Published
Quick Background: 35 yo male. My wife is an OR nurse and has been her whole career. I have been reading the posts on this forum for a while and wanted to see if anyone would share their views. I have been accepted to Law School and am not sure the 60-hour weeks away from my family are acceptable but I would love the autonomy the work provides. The person I was before I started the journey of becoming a Lawyer is much different today. Money was the end all, to be all. Now I am leaning more towards what I can give, than what I can get. Because of this shift in thought and my wonderful wife I have been considering becoming an RN.
The first thing people usually say is that being an attorney or being an RN are so different how can I even consider the two. I contend that both professions exist to help people in their time of need. They both demand that you give of yourself and your compassion. But I think that you have to have a killer instinct in one of them. I will let you decide which.

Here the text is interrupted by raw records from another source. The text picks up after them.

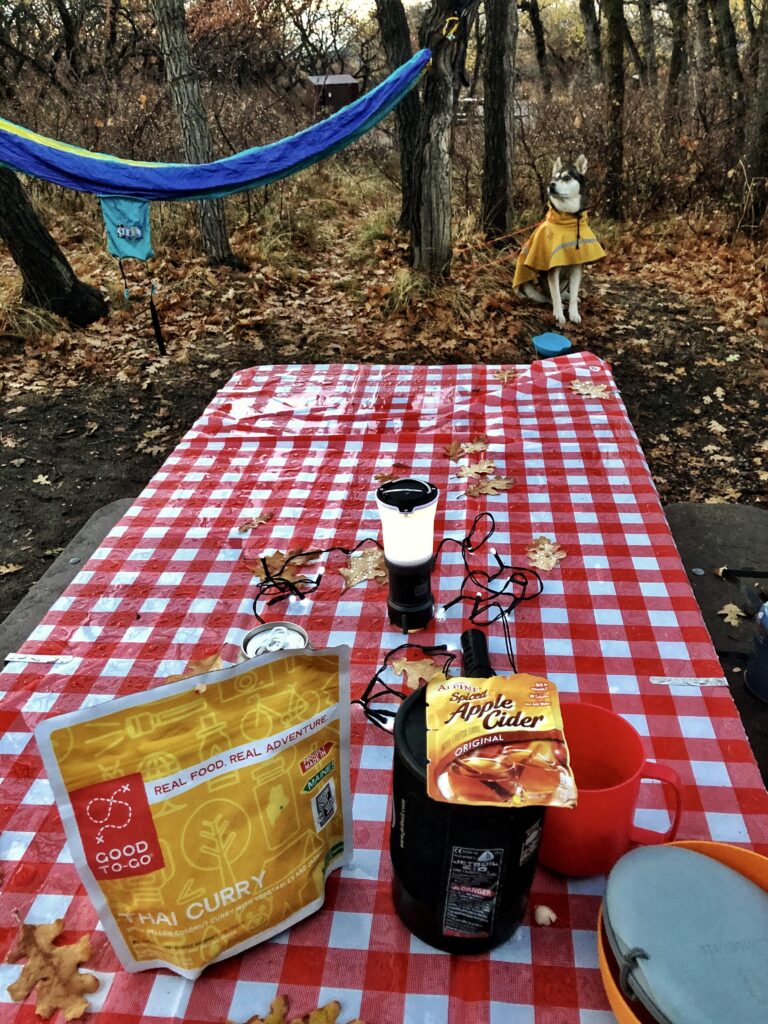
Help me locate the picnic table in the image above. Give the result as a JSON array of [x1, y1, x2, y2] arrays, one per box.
[[1, 352, 767, 1024]]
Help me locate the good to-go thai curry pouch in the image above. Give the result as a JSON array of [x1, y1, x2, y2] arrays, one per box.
[[426, 673, 577, 808], [35, 648, 351, 978]]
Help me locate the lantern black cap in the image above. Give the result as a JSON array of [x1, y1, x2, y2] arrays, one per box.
[[376, 478, 438, 513]]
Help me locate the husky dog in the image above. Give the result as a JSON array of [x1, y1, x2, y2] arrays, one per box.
[[513, 155, 605, 325]]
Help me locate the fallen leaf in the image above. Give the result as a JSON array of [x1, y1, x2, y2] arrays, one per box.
[[0, 435, 18, 448], [164, 650, 225, 682], [391, 656, 447, 690], [10, 458, 26, 467], [5, 915, 99, 1020], [230, 994, 365, 1024], [238, 512, 273, 533], [374, 461, 409, 483], [570, 380, 610, 399], [0, 563, 23, 575], [526, 536, 567, 571], [337, 548, 387, 589], [718, 603, 746, 626], [708, 420, 727, 435], [456, 458, 496, 478], [461, 435, 488, 455], [248, 550, 317, 584], [32, 474, 52, 486], [494, 369, 517, 383], [466, 476, 513, 496], [443, 441, 464, 461]]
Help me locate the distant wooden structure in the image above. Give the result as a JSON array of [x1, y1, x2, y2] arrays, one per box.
[[306, 73, 361, 115]]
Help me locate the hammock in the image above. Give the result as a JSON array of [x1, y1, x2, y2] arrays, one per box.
[[0, 49, 430, 201]]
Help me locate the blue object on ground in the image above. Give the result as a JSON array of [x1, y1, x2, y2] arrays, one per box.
[[745, 601, 768, 703], [532, 332, 573, 357]]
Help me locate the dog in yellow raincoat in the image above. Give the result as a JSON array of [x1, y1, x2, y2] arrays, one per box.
[[514, 155, 605, 325]]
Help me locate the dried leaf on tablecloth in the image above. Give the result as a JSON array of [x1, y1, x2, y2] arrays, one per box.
[[456, 459, 496, 479], [5, 916, 99, 1020], [718, 603, 746, 626], [0, 563, 23, 575], [164, 650, 225, 684], [494, 369, 517, 383], [443, 441, 464, 461], [238, 512, 273, 533], [391, 657, 447, 690], [374, 461, 409, 483], [570, 380, 610, 399], [526, 536, 567, 571], [234, 995, 365, 1024], [466, 477, 513, 497], [461, 435, 488, 455], [337, 548, 387, 589], [248, 549, 317, 584]]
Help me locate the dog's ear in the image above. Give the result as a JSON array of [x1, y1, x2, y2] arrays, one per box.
[[552, 157, 563, 178], [574, 154, 588, 175]]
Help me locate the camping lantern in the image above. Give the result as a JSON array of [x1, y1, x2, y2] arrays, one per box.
[[376, 479, 438, 632]]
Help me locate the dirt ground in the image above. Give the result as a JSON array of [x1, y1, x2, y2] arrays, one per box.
[[1, 206, 766, 624]]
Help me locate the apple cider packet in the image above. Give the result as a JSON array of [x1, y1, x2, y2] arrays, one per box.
[[35, 648, 351, 978], [425, 673, 577, 808]]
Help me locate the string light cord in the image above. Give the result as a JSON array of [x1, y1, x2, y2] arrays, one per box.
[[352, 642, 457, 733], [432, 512, 544, 670], [251, 537, 383, 623]]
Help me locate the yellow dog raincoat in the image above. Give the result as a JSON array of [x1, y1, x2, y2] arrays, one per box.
[[513, 208, 605, 289]]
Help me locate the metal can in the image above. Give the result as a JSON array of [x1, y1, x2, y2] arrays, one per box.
[[238, 622, 310, 663]]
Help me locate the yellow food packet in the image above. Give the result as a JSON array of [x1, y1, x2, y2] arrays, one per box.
[[425, 673, 577, 808], [36, 648, 351, 978]]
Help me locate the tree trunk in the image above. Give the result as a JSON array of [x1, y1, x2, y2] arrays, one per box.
[[150, 0, 240, 267], [709, 0, 745, 118], [0, 168, 108, 327], [746, 6, 768, 227], [693, 0, 715, 128], [579, 0, 603, 80], [666, 0, 689, 119], [482, 0, 518, 237], [744, 0, 757, 38], [374, 0, 421, 231], [410, 1, 473, 276], [623, 16, 648, 82], [522, 0, 552, 97], [637, 0, 658, 85], [604, 0, 624, 220]]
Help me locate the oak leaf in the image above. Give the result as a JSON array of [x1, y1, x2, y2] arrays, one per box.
[[374, 461, 409, 483], [466, 477, 513, 497], [456, 459, 496, 479], [0, 563, 23, 575], [32, 474, 52, 486], [391, 657, 447, 690], [238, 512, 273, 533], [494, 369, 517, 383], [570, 380, 610, 399], [526, 536, 567, 572], [6, 916, 99, 1020], [443, 441, 464, 461], [338, 548, 387, 589], [461, 435, 488, 455], [248, 550, 317, 584], [232, 994, 365, 1024], [718, 603, 746, 627]]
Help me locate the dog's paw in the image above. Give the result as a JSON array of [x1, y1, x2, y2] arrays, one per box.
[[569, 311, 582, 324], [554, 313, 567, 326]]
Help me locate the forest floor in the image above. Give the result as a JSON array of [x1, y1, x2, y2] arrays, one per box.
[[0, 172, 767, 622]]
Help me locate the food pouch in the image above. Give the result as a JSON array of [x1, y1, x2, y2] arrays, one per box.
[[35, 648, 351, 978], [425, 673, 577, 808]]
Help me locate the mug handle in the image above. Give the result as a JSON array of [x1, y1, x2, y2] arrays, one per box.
[[629, 761, 683, 845]]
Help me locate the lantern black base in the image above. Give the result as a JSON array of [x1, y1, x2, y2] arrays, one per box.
[[385, 557, 434, 633]]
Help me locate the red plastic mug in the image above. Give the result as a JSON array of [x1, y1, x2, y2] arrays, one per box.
[[538, 701, 683, 877]]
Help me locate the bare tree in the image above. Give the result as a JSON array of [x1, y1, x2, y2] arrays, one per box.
[[0, 167, 108, 327], [521, 0, 551, 97], [666, 0, 689, 119], [579, 0, 603, 80], [482, 0, 518, 236], [375, 0, 421, 230], [709, 0, 745, 118], [746, 2, 768, 226], [150, 0, 242, 267], [637, 0, 658, 85], [604, 0, 625, 219]]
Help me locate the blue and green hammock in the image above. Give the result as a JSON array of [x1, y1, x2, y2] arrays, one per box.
[[0, 48, 430, 351]]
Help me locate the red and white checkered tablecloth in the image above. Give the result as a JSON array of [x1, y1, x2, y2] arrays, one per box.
[[2, 352, 767, 1024]]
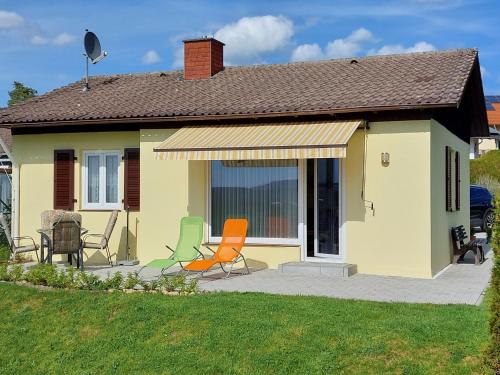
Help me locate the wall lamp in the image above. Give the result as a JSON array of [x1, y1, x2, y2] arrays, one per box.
[[381, 152, 390, 167]]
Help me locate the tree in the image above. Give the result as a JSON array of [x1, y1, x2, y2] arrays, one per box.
[[8, 81, 37, 106]]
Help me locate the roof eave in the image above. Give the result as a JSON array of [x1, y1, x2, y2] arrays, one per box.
[[0, 102, 458, 129]]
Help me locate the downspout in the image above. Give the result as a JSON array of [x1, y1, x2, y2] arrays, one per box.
[[0, 135, 19, 238], [361, 122, 374, 214]]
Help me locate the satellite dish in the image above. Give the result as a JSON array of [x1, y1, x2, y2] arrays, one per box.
[[84, 30, 107, 64], [82, 29, 108, 90], [84, 31, 102, 61]]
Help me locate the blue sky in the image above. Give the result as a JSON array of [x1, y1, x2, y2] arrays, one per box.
[[1, 0, 499, 106]]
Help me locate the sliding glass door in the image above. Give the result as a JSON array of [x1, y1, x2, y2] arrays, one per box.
[[306, 159, 341, 258]]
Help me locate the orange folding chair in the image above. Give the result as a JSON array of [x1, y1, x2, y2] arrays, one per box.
[[184, 219, 249, 278]]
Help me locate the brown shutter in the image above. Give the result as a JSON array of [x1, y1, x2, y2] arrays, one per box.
[[124, 148, 140, 211], [445, 146, 452, 212], [54, 150, 75, 211], [455, 151, 461, 211]]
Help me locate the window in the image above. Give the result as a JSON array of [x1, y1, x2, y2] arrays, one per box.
[[124, 148, 140, 211], [0, 173, 11, 213], [210, 160, 299, 242], [455, 151, 461, 211], [54, 150, 75, 211], [83, 151, 120, 209], [445, 146, 460, 212]]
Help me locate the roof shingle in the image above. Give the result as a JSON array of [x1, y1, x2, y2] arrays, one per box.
[[0, 48, 478, 126]]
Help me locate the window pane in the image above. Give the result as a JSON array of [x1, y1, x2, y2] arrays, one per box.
[[316, 159, 339, 255], [106, 155, 119, 203], [211, 160, 298, 238], [0, 174, 11, 213], [87, 155, 100, 203]]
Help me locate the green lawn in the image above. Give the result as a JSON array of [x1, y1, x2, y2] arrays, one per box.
[[0, 283, 491, 375]]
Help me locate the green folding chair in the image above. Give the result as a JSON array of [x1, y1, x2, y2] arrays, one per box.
[[140, 216, 204, 275]]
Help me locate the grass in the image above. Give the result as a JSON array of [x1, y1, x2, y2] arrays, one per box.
[[0, 283, 492, 374]]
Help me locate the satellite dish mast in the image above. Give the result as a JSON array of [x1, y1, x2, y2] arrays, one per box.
[[83, 29, 108, 91]]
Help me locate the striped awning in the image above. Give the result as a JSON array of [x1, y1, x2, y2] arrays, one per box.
[[154, 120, 363, 160]]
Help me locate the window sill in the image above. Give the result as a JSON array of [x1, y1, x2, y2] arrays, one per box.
[[79, 208, 122, 212], [206, 238, 301, 247]]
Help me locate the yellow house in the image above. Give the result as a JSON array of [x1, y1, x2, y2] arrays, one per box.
[[0, 40, 489, 278]]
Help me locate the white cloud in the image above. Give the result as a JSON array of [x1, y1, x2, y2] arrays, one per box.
[[370, 41, 436, 55], [53, 32, 76, 45], [31, 35, 48, 45], [142, 50, 161, 65], [214, 15, 294, 63], [291, 28, 376, 62], [30, 32, 76, 46], [0, 10, 24, 29], [0, 10, 75, 48], [325, 28, 376, 58], [291, 43, 323, 62], [346, 27, 376, 44]]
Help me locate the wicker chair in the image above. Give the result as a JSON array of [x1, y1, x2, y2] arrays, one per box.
[[40, 210, 65, 260], [47, 212, 84, 269], [0, 213, 39, 261], [82, 210, 118, 266]]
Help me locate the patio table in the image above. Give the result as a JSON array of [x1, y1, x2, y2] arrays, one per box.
[[37, 228, 88, 265]]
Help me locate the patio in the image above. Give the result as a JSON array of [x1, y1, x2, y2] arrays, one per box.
[[77, 237, 492, 306]]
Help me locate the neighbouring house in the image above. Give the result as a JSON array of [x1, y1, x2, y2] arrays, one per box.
[[470, 95, 500, 159], [0, 40, 488, 278]]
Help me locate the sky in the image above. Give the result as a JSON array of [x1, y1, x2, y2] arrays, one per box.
[[0, 0, 499, 107]]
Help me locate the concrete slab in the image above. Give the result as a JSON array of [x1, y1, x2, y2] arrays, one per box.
[[279, 261, 357, 278], [200, 243, 493, 305], [21, 233, 493, 305]]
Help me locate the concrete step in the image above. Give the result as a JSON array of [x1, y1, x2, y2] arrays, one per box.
[[278, 261, 357, 278]]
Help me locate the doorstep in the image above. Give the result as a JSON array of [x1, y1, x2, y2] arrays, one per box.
[[278, 262, 357, 278]]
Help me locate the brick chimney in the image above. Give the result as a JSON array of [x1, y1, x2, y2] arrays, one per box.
[[183, 37, 224, 80]]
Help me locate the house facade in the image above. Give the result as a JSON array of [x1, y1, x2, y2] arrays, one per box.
[[0, 40, 488, 278]]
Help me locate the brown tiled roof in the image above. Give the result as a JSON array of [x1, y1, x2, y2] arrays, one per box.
[[0, 48, 478, 126], [487, 102, 500, 126]]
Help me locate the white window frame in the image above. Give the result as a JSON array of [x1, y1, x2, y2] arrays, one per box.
[[82, 150, 121, 210], [206, 160, 304, 246]]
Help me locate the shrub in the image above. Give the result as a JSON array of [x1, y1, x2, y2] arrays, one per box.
[[123, 272, 141, 290], [60, 267, 78, 289], [0, 245, 9, 262], [473, 174, 500, 194], [24, 264, 58, 285], [102, 272, 124, 290], [75, 271, 103, 290], [1, 263, 199, 295], [0, 211, 11, 250], [471, 150, 500, 190], [0, 263, 8, 281], [7, 264, 24, 282], [485, 194, 500, 372], [157, 274, 198, 293]]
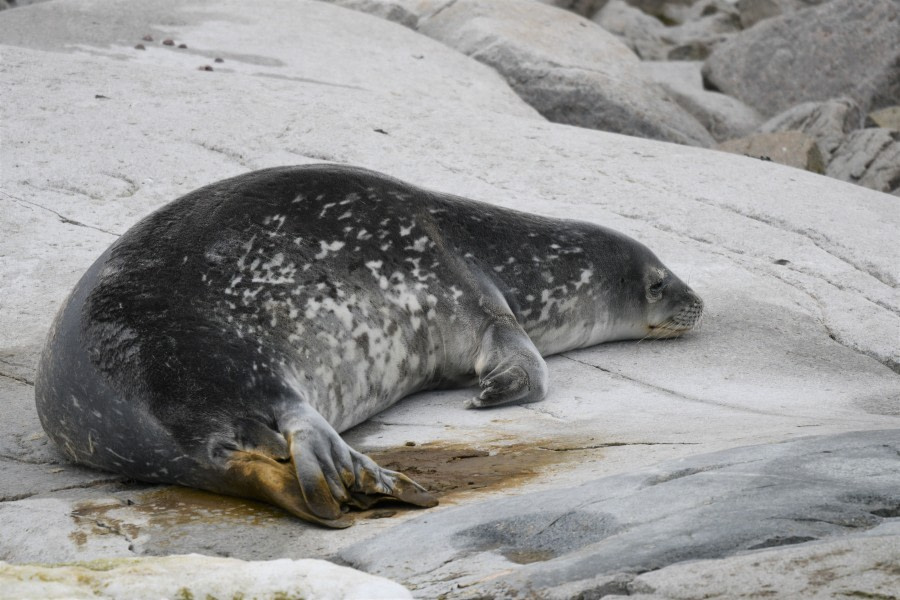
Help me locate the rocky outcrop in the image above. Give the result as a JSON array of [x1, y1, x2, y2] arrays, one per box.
[[415, 0, 715, 145], [827, 128, 900, 194], [703, 0, 900, 117], [643, 60, 762, 141], [758, 97, 863, 160]]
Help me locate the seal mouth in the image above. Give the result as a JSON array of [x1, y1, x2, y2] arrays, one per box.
[[646, 323, 693, 339], [646, 297, 704, 340]]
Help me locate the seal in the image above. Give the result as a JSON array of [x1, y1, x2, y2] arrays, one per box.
[[35, 164, 703, 527]]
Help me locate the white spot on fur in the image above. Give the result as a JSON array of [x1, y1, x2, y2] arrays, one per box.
[[315, 240, 345, 260]]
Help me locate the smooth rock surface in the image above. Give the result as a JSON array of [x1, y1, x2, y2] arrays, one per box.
[[0, 555, 412, 599], [414, 0, 716, 146], [717, 130, 825, 173], [339, 430, 900, 598], [1, 0, 899, 597], [703, 0, 900, 117], [826, 128, 900, 194], [609, 526, 900, 599], [643, 60, 762, 141], [758, 96, 863, 160]]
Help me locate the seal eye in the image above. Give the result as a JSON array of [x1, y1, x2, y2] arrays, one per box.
[[647, 279, 666, 302]]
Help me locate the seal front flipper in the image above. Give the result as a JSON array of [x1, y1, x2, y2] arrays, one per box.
[[466, 316, 549, 409], [274, 403, 436, 524]]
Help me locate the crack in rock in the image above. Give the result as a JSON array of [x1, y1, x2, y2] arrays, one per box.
[[559, 354, 781, 417], [1, 189, 121, 237]]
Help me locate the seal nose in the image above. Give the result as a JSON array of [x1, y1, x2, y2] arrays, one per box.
[[673, 293, 704, 330]]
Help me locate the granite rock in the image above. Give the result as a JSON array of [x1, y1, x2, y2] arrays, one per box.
[[736, 0, 827, 28], [758, 96, 863, 160], [867, 106, 900, 130], [827, 128, 900, 194], [643, 60, 762, 141], [536, 0, 610, 17], [593, 0, 670, 60], [703, 0, 900, 117], [416, 0, 715, 145], [717, 131, 826, 173]]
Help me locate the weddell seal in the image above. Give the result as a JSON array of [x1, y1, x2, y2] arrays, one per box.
[[35, 164, 703, 527]]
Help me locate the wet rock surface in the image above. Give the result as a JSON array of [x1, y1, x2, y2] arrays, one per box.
[[1, 0, 899, 597]]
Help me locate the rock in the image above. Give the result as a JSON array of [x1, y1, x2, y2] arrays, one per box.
[[0, 555, 412, 599], [593, 0, 670, 60], [736, 0, 827, 28], [717, 131, 825, 173], [327, 0, 420, 27], [661, 0, 742, 60], [416, 0, 715, 146], [339, 430, 900, 598], [615, 530, 900, 599], [758, 96, 863, 160], [867, 106, 900, 130], [703, 0, 900, 117], [598, 0, 741, 61], [623, 0, 695, 20], [643, 61, 762, 141], [536, 0, 610, 17], [827, 128, 900, 194]]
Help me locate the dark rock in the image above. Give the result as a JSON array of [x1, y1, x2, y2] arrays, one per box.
[[703, 0, 900, 117]]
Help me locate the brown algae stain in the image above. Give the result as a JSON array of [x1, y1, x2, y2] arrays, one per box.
[[366, 437, 604, 499], [69, 488, 289, 546], [69, 437, 607, 539]]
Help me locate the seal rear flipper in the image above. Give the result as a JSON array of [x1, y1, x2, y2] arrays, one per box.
[[279, 404, 438, 522], [222, 450, 352, 529]]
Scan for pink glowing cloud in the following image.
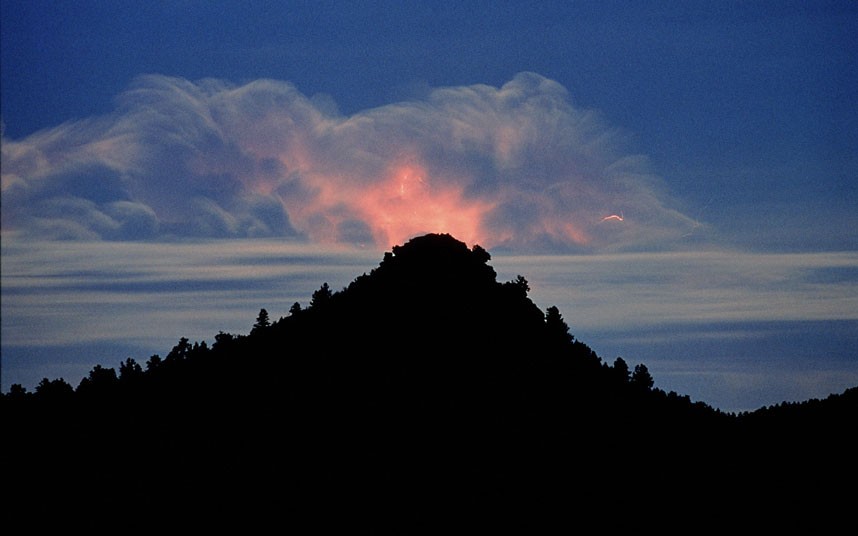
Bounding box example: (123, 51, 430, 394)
(1, 73, 696, 251)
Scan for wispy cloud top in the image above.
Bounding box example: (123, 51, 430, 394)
(2, 73, 697, 251)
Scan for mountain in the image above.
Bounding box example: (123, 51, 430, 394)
(3, 233, 855, 532)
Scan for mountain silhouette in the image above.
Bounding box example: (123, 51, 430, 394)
(3, 233, 855, 532)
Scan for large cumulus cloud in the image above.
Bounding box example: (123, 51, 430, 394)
(1, 72, 696, 250)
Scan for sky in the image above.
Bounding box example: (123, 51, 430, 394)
(2, 1, 857, 412)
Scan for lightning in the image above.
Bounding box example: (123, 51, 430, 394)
(600, 211, 624, 223)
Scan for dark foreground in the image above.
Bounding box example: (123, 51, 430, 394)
(4, 234, 855, 532)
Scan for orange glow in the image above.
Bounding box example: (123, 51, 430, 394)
(269, 159, 496, 247)
(560, 222, 590, 245)
(234, 137, 600, 249)
(356, 162, 495, 248)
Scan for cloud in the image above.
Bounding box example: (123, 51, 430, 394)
(492, 250, 858, 330)
(0, 238, 382, 350)
(1, 72, 697, 251)
(3, 238, 857, 409)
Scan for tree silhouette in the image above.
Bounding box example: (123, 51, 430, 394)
(145, 354, 162, 371)
(613, 357, 630, 382)
(3, 232, 855, 533)
(119, 358, 143, 381)
(34, 377, 74, 401)
(213, 331, 235, 350)
(545, 305, 573, 345)
(77, 364, 119, 397)
(166, 337, 191, 362)
(310, 282, 332, 309)
(6, 383, 30, 401)
(252, 308, 271, 334)
(471, 243, 491, 264)
(503, 274, 530, 299)
(631, 363, 654, 390)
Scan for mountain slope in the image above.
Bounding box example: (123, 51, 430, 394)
(3, 233, 855, 532)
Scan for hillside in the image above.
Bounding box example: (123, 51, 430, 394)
(3, 233, 855, 532)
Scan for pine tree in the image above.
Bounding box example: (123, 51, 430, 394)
(252, 308, 271, 334)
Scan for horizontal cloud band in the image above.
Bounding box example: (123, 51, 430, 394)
(1, 73, 695, 251)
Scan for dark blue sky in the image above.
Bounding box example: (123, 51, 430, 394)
(3, 1, 857, 249)
(2, 1, 857, 410)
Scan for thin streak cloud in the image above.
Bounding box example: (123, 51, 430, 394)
(3, 238, 856, 412)
(1, 73, 697, 251)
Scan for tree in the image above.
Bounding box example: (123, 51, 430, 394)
(612, 357, 630, 383)
(504, 275, 530, 298)
(310, 282, 332, 309)
(119, 358, 143, 382)
(545, 306, 573, 345)
(289, 302, 302, 315)
(34, 377, 74, 401)
(146, 354, 162, 372)
(191, 340, 209, 355)
(166, 337, 192, 362)
(631, 363, 654, 390)
(471, 244, 491, 264)
(77, 364, 119, 396)
(6, 384, 30, 401)
(252, 308, 271, 334)
(213, 331, 235, 351)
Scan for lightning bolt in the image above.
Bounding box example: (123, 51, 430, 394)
(600, 211, 624, 223)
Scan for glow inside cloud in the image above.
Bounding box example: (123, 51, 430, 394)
(1, 72, 696, 251)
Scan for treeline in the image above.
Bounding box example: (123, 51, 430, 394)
(2, 308, 699, 414)
(2, 233, 855, 532)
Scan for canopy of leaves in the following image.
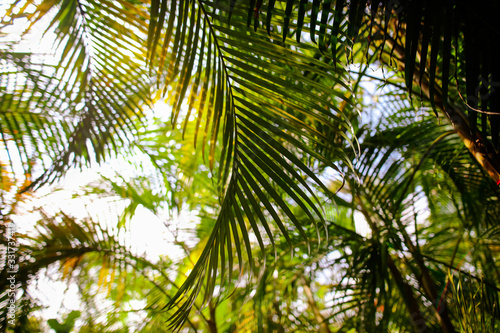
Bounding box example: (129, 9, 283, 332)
(1, 1, 500, 332)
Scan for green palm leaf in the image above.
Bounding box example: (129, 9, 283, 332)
(1, 0, 154, 188)
(193, 0, 500, 183)
(147, 1, 357, 328)
(334, 82, 500, 331)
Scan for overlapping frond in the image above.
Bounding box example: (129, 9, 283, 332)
(146, 0, 358, 328)
(350, 80, 500, 224)
(1, 0, 154, 188)
(192, 1, 500, 181)
(0, 206, 177, 331)
(323, 82, 500, 330)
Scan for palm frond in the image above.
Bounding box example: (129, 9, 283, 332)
(146, 1, 358, 328)
(337, 82, 500, 331)
(1, 0, 154, 188)
(0, 205, 182, 331)
(175, 1, 500, 182)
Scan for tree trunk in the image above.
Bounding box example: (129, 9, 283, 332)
(301, 277, 332, 333)
(384, 36, 500, 185)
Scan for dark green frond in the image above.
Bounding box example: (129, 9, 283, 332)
(188, 0, 500, 181)
(147, 0, 357, 328)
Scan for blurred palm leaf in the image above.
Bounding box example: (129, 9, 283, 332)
(1, 0, 154, 187)
(0, 206, 182, 331)
(333, 83, 500, 331)
(449, 272, 500, 332)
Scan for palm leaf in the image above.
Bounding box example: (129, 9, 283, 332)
(1, 0, 154, 188)
(0, 205, 192, 331)
(147, 0, 357, 328)
(189, 1, 500, 181)
(337, 82, 500, 330)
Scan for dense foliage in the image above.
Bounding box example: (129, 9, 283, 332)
(1, 1, 500, 332)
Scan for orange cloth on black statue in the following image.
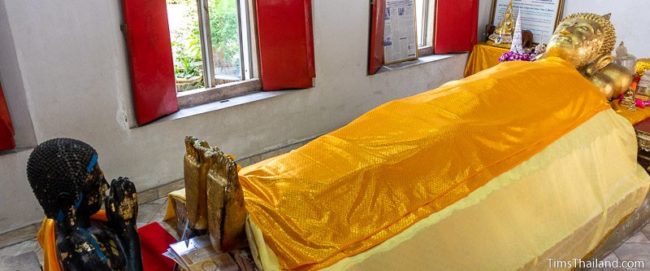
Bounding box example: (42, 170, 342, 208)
(37, 210, 108, 271)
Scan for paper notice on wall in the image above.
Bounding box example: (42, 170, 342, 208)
(384, 0, 417, 64)
(493, 0, 563, 44)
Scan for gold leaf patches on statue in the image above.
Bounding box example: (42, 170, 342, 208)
(180, 137, 248, 253)
(184, 136, 210, 231)
(119, 196, 137, 221)
(206, 148, 227, 252)
(205, 146, 247, 252)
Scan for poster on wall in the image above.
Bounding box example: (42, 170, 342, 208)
(490, 0, 565, 44)
(384, 0, 418, 64)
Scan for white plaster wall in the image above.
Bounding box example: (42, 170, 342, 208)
(563, 0, 650, 57)
(0, 0, 468, 233)
(478, 0, 494, 42)
(0, 0, 37, 149)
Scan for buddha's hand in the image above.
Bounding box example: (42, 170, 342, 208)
(105, 177, 138, 231)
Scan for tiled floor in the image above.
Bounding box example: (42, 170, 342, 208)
(1, 198, 649, 270)
(588, 230, 650, 271)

Let me get to the issue at hand. I seem to hear everywhere that there is a nursing shortage and that hospitals are clamoring for nurses. Just this morning my wife calls me upset that yet again the hospital in a moment of genius has decided to take something else away from the nurses in the OR. The nurses have always had a morning break of about 15 minutes in the morning usually around 9 to take care of bathroom breaks and maybe a cup of coffee. The Docs complained to the hospital and the powers that be have decided, "No more morning breaks." Now I only share this story because to me it has been the same story I have heard from her and the other RN's I have known. It seems the hospitals value the RN's so very little and yet the RN's are the backbone of the institution. In other words I have never received a call or been told by another nurse, "Hey guess what the hospital gave us." But I have had many, many phone calls and conversations about what the hospital has decided to take away.
Even in the information sessions given by the local nursing colleges that I have attended there is an undercurrent of disdain for the prospective students. When I consider this together with the knowledge I have gleamed from current RN's it seems that the valuation of nurses is far below what it should be. My concern is that we all know s*** rolls down hill but it seems an unseemly amount lands on the nurses.
Is my perspective skewed? Am I seeing something that is not there? Am I not seeing something that is there? All of this information is from the females in my life, could that be coloring my perception? I just want to do something that at the end of the day I am proud of. I have went on long enough I really look forward to your responses.